The undersupplied Adelaide CBD office sector is set to be boosted by an influx of new stock, with the next generation of office space set to be introduced to the market.

Over the past 20 years the Adelaide CBD office market has experienced the lowest average supply additions to overall stock of all major Australian capital cities. Despite this, the city is set to enter into a new supply cycle, which combined with resurgent return to office figures from the PCA of 80 per cent occupancy through February 2023, suggests a new era of office for the Adelaide CBD.

Close to 90,000sqm of stock is currently being delivered through new developments in the CBD, most notably close to 40,000sqm at 60 King William Street, >40,000sqm in the One Festival Tower and 6,328sqm at 185 Pirie Street, some of which is already available, and others slated for completion throughout the remainder of 2023.

“The response so far to this new space has been overwhelmingly strong, with the pre and tentative commitment rate at 89 per cent as of August 2023,” SA State Chief Executive James Young said.

“The current influx of new supply is well timed despite an increase in the vacancy rate across A- and B-Grade assets for the first half of 2023, aligning with the ongoing flight to quality and experience trend, along with a substantial number of upcoming expiries over this supply cycle. These factors combined will assist in both commitments to new supply plus the take-up of better quality backfill space.”

Premium and A-Grade stock have led the way for net absorption throughout the year, accounting for 19,764sqm to July 2023. Colliers H1 2023 data also reveals a significant 78.3 per cent of the total transacted office space was from businesses seeking to expand or upgrade their premises, while there was a 28.6 per cent surge in enquiries for office space of 3,000 sqm or more when compared to H1 2022.
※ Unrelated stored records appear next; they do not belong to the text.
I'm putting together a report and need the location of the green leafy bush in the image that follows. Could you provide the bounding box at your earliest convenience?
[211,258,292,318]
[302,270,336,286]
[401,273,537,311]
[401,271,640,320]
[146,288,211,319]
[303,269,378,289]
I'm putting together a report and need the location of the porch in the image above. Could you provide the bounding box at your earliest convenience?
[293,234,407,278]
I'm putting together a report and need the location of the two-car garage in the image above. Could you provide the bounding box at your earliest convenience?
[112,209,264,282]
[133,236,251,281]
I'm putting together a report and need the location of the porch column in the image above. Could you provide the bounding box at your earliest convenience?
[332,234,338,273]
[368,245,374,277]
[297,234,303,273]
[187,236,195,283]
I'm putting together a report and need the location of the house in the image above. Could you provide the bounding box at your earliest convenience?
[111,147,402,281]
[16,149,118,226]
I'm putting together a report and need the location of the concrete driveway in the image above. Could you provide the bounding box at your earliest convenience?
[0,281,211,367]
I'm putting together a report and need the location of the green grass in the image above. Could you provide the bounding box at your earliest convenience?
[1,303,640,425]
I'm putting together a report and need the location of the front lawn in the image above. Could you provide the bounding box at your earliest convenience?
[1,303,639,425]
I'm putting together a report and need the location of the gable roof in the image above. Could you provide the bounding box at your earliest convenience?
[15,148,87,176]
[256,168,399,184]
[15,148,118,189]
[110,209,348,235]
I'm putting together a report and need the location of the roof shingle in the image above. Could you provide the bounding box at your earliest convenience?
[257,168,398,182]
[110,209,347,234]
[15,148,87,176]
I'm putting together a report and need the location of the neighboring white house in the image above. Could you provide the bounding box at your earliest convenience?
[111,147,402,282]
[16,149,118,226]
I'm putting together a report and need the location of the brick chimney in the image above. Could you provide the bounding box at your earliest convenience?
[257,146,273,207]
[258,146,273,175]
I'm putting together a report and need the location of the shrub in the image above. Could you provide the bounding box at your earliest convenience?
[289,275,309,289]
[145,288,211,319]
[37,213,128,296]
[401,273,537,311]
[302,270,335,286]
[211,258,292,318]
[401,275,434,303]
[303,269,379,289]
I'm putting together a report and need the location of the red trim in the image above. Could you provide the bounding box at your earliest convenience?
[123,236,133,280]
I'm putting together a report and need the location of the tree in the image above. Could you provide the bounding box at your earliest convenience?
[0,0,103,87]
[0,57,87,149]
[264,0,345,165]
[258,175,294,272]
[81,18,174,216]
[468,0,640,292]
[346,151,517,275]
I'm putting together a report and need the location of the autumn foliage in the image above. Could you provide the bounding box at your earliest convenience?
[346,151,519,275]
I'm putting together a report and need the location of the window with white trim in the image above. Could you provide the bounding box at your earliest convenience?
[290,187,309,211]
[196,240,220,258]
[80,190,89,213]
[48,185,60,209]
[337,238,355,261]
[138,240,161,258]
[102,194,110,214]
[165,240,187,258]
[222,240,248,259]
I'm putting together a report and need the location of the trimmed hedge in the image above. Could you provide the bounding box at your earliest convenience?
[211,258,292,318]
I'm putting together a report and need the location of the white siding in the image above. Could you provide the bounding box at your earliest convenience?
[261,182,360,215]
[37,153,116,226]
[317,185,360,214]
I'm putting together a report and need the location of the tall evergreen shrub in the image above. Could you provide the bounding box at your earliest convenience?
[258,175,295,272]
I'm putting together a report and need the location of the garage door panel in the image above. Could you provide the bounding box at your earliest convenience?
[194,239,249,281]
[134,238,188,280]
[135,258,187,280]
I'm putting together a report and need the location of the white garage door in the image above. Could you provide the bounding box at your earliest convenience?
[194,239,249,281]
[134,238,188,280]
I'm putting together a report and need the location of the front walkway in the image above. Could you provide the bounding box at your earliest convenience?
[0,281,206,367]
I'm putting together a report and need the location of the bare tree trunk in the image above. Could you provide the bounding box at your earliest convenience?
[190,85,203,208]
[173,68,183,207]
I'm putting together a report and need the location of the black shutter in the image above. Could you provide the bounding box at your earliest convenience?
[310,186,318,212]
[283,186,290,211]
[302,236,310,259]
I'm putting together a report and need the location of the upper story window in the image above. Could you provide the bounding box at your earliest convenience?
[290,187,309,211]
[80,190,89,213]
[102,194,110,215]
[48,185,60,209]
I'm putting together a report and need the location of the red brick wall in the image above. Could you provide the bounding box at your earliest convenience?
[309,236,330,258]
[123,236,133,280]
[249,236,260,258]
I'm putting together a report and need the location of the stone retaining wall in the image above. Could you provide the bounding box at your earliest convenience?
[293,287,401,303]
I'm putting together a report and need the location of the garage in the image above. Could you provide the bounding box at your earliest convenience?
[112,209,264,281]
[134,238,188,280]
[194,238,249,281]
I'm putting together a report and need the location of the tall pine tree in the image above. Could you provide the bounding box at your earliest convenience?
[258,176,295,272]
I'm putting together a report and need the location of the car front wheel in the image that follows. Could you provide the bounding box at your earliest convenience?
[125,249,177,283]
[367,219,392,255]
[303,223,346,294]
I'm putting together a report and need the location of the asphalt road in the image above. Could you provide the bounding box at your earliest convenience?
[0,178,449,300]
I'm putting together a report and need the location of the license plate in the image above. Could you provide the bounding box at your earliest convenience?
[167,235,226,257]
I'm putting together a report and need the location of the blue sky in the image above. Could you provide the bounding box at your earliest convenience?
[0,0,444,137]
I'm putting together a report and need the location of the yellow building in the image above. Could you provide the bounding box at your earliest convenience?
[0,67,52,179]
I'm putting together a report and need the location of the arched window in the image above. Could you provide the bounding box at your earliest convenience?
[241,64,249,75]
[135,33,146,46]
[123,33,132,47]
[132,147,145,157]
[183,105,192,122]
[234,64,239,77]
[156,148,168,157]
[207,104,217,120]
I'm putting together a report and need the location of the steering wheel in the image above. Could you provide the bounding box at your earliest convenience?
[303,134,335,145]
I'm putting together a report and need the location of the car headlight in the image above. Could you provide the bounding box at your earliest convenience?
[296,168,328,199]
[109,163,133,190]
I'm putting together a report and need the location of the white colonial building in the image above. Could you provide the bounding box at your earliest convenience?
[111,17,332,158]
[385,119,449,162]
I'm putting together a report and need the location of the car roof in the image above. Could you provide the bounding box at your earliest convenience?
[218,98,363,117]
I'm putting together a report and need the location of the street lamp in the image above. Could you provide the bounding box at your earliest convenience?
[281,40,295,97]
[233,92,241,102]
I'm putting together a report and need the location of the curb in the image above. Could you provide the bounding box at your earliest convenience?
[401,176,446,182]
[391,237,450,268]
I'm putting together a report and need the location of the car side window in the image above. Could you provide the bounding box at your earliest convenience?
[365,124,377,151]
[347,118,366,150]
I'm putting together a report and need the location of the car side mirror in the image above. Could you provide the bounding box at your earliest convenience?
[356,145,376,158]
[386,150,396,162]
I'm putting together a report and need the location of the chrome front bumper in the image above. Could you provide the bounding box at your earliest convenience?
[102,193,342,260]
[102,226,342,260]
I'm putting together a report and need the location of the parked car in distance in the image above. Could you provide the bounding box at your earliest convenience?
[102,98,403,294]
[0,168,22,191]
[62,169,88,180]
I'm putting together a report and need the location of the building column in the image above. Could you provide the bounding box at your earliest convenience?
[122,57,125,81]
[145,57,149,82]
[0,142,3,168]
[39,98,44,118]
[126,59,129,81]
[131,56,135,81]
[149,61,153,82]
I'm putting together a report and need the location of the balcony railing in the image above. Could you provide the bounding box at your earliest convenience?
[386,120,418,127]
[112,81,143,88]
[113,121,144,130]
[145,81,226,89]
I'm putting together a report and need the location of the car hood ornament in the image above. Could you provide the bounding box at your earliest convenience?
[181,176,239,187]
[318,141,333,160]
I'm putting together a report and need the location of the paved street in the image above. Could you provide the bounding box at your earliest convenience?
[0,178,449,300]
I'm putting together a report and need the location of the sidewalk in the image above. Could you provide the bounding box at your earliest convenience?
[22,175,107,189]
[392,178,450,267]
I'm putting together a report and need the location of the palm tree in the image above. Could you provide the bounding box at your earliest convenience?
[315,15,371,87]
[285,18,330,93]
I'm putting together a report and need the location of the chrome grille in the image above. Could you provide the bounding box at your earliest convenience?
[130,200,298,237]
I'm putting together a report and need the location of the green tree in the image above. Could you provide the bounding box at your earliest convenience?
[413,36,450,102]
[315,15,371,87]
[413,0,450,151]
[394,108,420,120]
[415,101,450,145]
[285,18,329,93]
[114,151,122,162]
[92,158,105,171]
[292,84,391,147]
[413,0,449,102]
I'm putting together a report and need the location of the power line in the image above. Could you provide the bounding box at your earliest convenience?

“This has resulted in a bifurcation between classes, with a preference for higher-quality office space. A-grade assets in particular have reaped the rewards, constituting 89 per cent of the total area transacted and demonstrating the most robust growth in leasing deals within this category,” Colliers Data and Research Analyst Sissi Wang said.

“Net effective rents are also reflective of this, with A-grade assets experiencing a year-on-year increase of 3.7 per cent as of September 2023. ” Mr Young added.

“It is clear that the landlords who are exploring repositioning strategies to enhance their properties are most in line to reap the benefits, as we anticipate this will result in the higher quality tenants moving forward, and the subsequent lift in rents and capital values in the long term.

Looking ahead, the introduction 52-56 Franklin Street (21,000 sqm) into the market by late 2024 is likely to be the only new significant development supply until the completion of ICD’s Market Square, which will deliver 20,000 sqm in late 2025/early 2026 and Quintessential’s Entrepreneur and Innovation Centre (EIC) at Lot Fourteen Innovation District which will deliver 40,500 sqm by mid-2026.

“There are also a substantial number of projects in the mooted phase, and the expected timeline for their completion has been delayed until 2027 or later. Therefore, a lack of supply of Gen 3 office space can be expected from 2025 onwards and thus the divergence in net effective rents by grade is likely to continue in the coming years, further accentuating the bifurcation trend among these asset categories,” Mr Young said.